Arielle Dombasle développe sur sa sensibilité face à la nature et les animaux

Arielle Dombasle développe sur sa sensibilité face à la nature et les animaux
Arielle Dombasle dans 300 Choeurs pour + de Vie, diffusée sur France 3, le 24 septembre 2012.

Arielle Dombasle s'est livrée à Télé 7 Jours sur sa lutte pour la préservation des océans et la défense des animaux. L'actrice, chanteuse et meneuse de revue en a dit plus sur les similitudes entre elle et son personnage dans "Coup de foudre à l'île Maurice", son végétarisme et son "amour pour la nature".
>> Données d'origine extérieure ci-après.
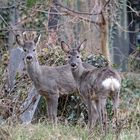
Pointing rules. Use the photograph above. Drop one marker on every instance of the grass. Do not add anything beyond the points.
(43, 131)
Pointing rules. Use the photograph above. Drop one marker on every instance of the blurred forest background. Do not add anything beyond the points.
(112, 28)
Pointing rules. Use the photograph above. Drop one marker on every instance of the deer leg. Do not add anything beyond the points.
(104, 113)
(115, 106)
(99, 108)
(52, 103)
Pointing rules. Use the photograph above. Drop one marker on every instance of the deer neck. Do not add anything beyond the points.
(78, 73)
(34, 70)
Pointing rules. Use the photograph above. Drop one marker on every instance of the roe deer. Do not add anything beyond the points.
(50, 82)
(95, 85)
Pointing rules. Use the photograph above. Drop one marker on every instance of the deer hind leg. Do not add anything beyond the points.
(115, 106)
(104, 113)
(52, 104)
(99, 108)
(92, 113)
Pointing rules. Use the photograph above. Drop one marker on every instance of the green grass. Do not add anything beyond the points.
(43, 131)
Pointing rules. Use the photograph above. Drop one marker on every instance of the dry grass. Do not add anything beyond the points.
(44, 131)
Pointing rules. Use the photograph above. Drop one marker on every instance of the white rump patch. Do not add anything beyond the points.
(111, 83)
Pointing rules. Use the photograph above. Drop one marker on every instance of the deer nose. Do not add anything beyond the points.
(29, 57)
(73, 64)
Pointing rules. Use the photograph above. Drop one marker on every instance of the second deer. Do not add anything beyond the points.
(50, 82)
(95, 85)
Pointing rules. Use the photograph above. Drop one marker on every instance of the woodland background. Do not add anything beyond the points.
(112, 28)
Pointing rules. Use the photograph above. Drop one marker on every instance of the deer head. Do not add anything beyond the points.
(29, 46)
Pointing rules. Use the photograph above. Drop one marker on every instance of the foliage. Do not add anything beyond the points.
(45, 131)
(134, 61)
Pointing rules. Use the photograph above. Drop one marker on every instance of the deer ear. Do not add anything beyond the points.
(19, 41)
(37, 39)
(65, 47)
(82, 45)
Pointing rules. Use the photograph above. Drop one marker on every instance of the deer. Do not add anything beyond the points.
(94, 85)
(49, 81)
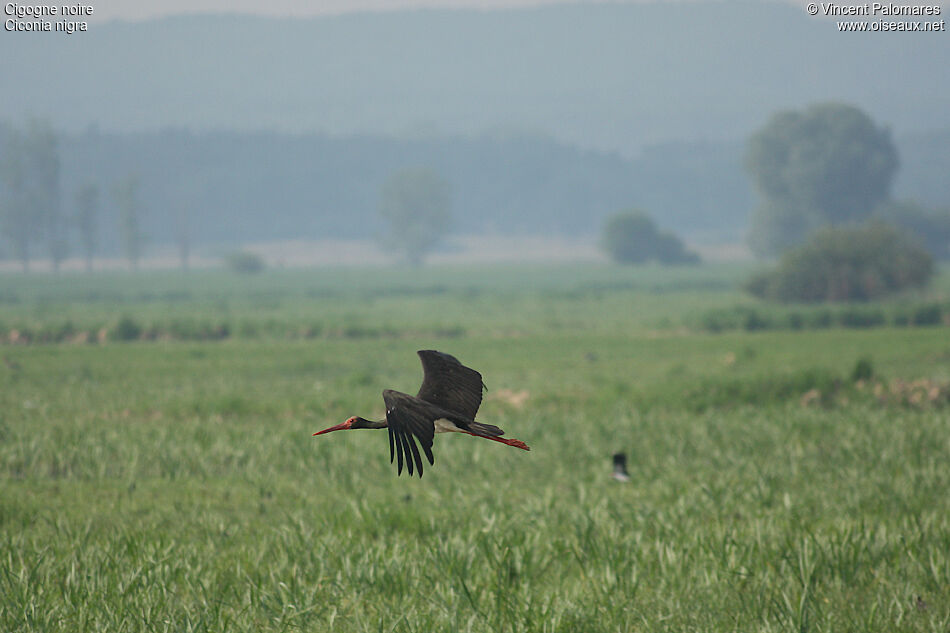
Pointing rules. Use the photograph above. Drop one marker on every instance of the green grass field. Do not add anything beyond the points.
(173, 485)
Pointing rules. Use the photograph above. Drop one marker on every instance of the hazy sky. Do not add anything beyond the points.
(144, 9)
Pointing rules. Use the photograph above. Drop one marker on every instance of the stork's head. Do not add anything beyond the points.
(354, 422)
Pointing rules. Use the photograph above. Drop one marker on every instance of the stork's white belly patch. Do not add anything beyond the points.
(446, 426)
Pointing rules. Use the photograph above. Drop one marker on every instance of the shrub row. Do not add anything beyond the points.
(128, 329)
(816, 387)
(751, 318)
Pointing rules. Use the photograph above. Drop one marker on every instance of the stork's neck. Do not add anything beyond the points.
(363, 423)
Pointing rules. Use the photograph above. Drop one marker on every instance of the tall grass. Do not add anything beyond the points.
(175, 487)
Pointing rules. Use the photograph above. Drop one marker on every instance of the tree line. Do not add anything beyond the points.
(33, 216)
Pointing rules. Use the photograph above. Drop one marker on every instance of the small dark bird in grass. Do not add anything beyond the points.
(447, 402)
(620, 467)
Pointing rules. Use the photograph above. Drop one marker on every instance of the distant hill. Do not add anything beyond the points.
(242, 187)
(246, 187)
(616, 77)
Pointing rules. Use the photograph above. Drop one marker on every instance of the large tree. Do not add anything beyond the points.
(631, 237)
(827, 164)
(87, 202)
(30, 205)
(126, 194)
(416, 203)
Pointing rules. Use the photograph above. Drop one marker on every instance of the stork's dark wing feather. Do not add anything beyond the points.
(449, 384)
(408, 420)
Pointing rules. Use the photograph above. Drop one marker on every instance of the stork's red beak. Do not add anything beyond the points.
(338, 427)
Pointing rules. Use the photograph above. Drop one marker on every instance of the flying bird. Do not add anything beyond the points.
(620, 467)
(447, 402)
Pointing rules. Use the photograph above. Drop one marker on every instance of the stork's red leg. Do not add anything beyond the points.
(504, 440)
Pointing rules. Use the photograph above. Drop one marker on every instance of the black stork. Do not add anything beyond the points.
(447, 402)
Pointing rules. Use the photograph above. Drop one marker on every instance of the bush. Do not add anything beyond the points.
(633, 238)
(854, 263)
(863, 370)
(244, 262)
(125, 329)
(929, 314)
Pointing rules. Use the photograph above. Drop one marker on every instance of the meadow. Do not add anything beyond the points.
(157, 470)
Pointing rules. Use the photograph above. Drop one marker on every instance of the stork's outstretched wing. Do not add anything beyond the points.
(449, 384)
(408, 420)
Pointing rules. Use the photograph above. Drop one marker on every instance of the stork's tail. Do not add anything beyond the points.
(485, 430)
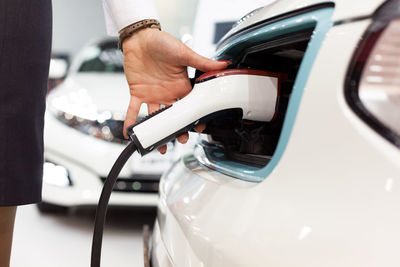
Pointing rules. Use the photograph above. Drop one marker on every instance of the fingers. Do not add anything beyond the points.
(131, 114)
(152, 108)
(200, 128)
(183, 138)
(162, 149)
(202, 63)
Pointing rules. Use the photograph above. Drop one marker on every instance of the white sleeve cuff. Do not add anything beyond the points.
(121, 13)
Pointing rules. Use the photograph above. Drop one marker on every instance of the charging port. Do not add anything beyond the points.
(253, 142)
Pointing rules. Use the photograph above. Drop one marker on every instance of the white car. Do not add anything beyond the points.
(319, 186)
(83, 136)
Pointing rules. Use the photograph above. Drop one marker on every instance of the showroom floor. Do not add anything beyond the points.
(65, 240)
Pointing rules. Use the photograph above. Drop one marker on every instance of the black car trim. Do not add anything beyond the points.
(271, 20)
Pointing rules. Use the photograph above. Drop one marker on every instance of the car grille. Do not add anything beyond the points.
(139, 183)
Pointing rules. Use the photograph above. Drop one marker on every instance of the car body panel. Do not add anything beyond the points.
(332, 203)
(344, 10)
(321, 19)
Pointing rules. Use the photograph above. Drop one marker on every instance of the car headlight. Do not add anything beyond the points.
(373, 83)
(77, 111)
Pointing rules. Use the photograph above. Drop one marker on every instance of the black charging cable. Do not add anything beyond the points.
(101, 210)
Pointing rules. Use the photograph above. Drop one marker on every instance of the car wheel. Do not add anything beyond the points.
(45, 207)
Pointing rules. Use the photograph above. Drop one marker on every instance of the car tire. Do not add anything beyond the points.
(45, 207)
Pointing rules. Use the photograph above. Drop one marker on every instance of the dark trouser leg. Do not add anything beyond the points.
(25, 47)
(7, 218)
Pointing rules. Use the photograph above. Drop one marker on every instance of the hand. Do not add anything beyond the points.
(155, 65)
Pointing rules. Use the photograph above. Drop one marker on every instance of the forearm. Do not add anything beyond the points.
(122, 13)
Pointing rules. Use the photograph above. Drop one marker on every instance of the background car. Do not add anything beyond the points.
(318, 186)
(83, 136)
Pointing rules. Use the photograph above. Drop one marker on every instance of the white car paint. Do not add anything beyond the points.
(332, 203)
(85, 157)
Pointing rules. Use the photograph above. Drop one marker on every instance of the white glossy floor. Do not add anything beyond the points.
(65, 240)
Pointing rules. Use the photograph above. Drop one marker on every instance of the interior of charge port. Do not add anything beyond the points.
(255, 142)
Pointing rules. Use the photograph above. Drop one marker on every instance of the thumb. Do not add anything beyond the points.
(204, 64)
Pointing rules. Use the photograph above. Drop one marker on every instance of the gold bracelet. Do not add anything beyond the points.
(128, 31)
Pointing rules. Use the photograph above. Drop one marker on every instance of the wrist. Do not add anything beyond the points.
(135, 28)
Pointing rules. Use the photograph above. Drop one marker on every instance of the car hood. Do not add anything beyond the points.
(343, 10)
(86, 93)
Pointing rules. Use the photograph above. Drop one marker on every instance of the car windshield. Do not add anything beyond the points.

Arielle Dombasle a répondu aux quelques questions de Télé 7 Jours pour le numéro du lundi 3 août 2020. La femme de Bernard-Henri Levy est revenue sur son rôle dans la prochaine comédie romantique de TF1 réalisée par Jérémy Minui : "Coup de foudre à l'île Maurice". Elle a notamment abordé son enfance au Mexique, et la découverte de cette fibre de défenseuse de la nature.

Engagée dans une cause qui lui tient à coeur

Pour commencer, Arielle Dombasle explique qu'elle a accepté le rôle aux côtés d'Hélène de Fougerolle en partie "parce qu'il a été réalisé à l'île Maurice et que c'est là où (elle) avait tourné le clip du titre We Bleed for the Ocean, qui est sur (son) dernier album". Arielle Dombasle s'était transformée en sirène en janvier 2020 pour sensibiliser à "la lutte contre la détérioration des fonds marins et de tout l'écosystème", une "cause qui (lui) tient à coeur". Cet engagement avait été lancé avec la fondationNicolas Hulot et la création du challenge #PickUpThePlastic.

La femme de BHL précise aussi que "la protection des animaux et de l'environnement fait partie (d'elle) depuis l'âge de 4 ans (âge auquel elle vivait encore au Mexique, ndlr)". Elle fait bien sûr mention de son enfance dans ce "pays pauvre, où les animaux étaient souvent maltraités sous (ses) yeux". La chanteuse raconte au magazine : "Toute petite, dès que je voyais un âne blessé par ses harnais, j'allais le soigner. Je me mêlais de tout ! Je nourrissais les chiens affamés, je sauvais les chats dans les rues. Je reste aussi marquée par l'image des iguanes entravés et rôtis vivants sur le bord des routes (...) Je ressens dans ma chair la souffrance animale, c'est comme ça."